Monsieur [C] a comparu à la première audience le 4 novembre 2021 et a indiqué être en invalidité et présenter des problèmes de santé après avoir été victime d’une agression. Il s’est présenté à l’audience du 6 octobre 2022 après le départ du conseil de l’URSSAF et la mise en délibéré de la décision, déclarant s’être trompé de salle. Il a indiqué ne pas avoir eu connaissance des conclusions établies par l’URSSAF et a sollicité la réouverture des débats.

Par jugement du 8 décembre 2022, le tribunal a ordonné la réouverture des débats eu égard aux difficultés personnelles que rencontre Monsieur [C] et afin de préserver le caractère contradictoire des débats.

Le dossier a été renvoyé aux audiences des 2 mars et 7 septembre 2023 afin de permettre à Monsieur [C] de produire ses justificatifs de revenus.

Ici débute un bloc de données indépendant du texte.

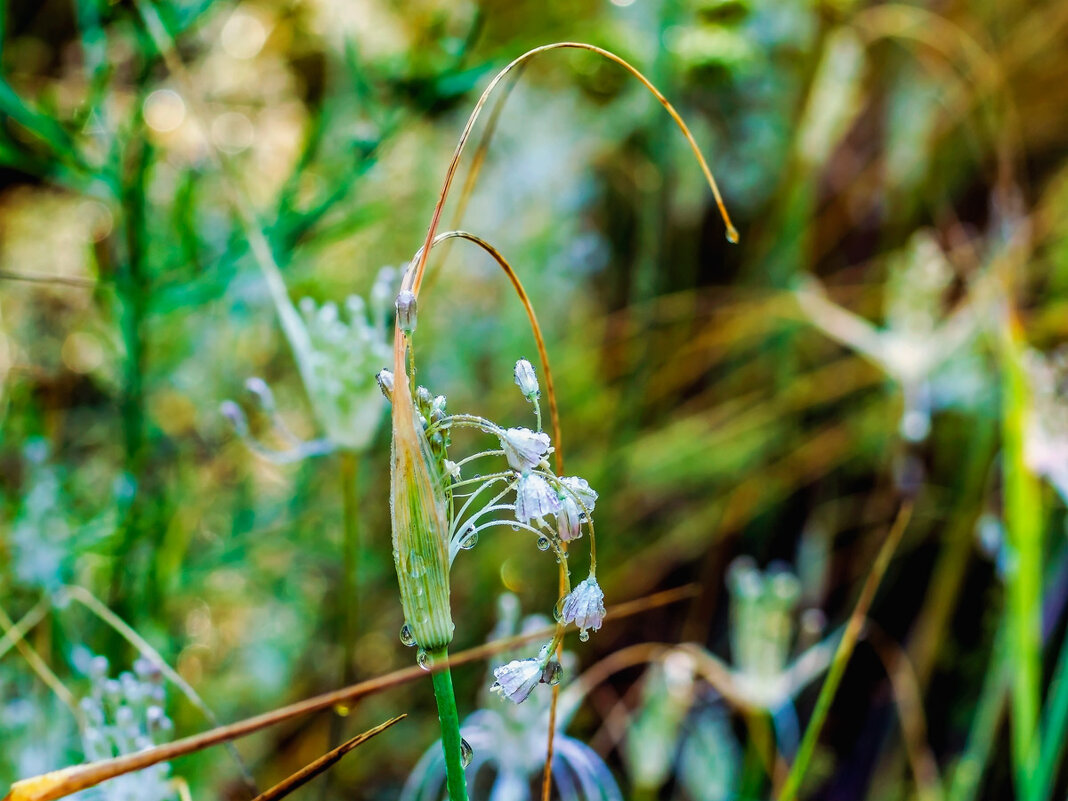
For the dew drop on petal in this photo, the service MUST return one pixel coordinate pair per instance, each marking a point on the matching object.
(466, 752)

A l’audience du 9 novembre 2023, l’URSSAF maintient ses demandes, expliquant que les documents communiqués, à savoir un relevé des prestations en espèces d’assurance maladie servies par la caisse primaire d’assurance maladie du 6 novembre 2013 au 24 mai 2016, et un bulletin de paie de décembre 2014 ne permettent pas de réviser le calcul des prestations de l’année 2014, principal objet du litige.

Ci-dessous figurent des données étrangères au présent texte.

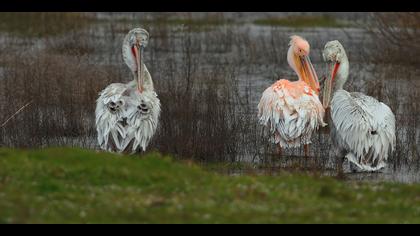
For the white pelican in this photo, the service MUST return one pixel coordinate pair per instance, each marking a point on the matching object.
(362, 128)
(291, 110)
(127, 114)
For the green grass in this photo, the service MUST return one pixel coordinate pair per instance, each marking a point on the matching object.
(302, 21)
(63, 185)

Monsieur [C] explique être en invalidité depuis 2016, être sous traitement et ne pas avoir les moyens de payer, percevant l’allocation adulte handicapé et une pension versée par la sécurité sociale.

MOTIFS

Sur la créance de cotisations :

Monsieur [C] a été affilié à l’URSSAF Rhône-Alpes en qualité de gérant de la SARL [3] du 2 avril 2012 au 8 décembre 2014.

En application des dispositions des articles L. 622-2 et L. 613-4 du code de la sécurité sociale, les personnes exerçant simultanément une activité salariée et une activité non salariée sont tenues de cotiser aux régimes des travailleurs non salariés.

Monsieur [C] a été prestataire du régime des travailleurs indépendants à compter du 2 avril 2012.

Il n’a pas produit de justificatifs de salaire ou d’un nombre d’heures de travail salarié dans les conditions définies par les dispositions de l’article R. 613-3 du code de la sécurité sociale permettant de caractériser une activité salariée principale et de relever du régime général pour la couverture santé.

Il était dès lors assujetti au paiement des cotisations assises sur une assiette constituée du montant des revenus d’activité indépendante.

Les cotisations 2012 et 2013 ont été calculées à titre provisionnel puis à titre définitif sur la base de revenus déclarés à 0 € et 0 € de charges sociales, pour des montants respectifs de 991 € et 1 427 €.

Les cotisations 2014 ont été calculées à titre provisionnel sur les mêmes bases, mais à titre définitif sur la base des revenus 2014 déclarés pour 14 649 € et 5 860 € de charges sociales, soit un montant de cotisations définitives de 7 238 €.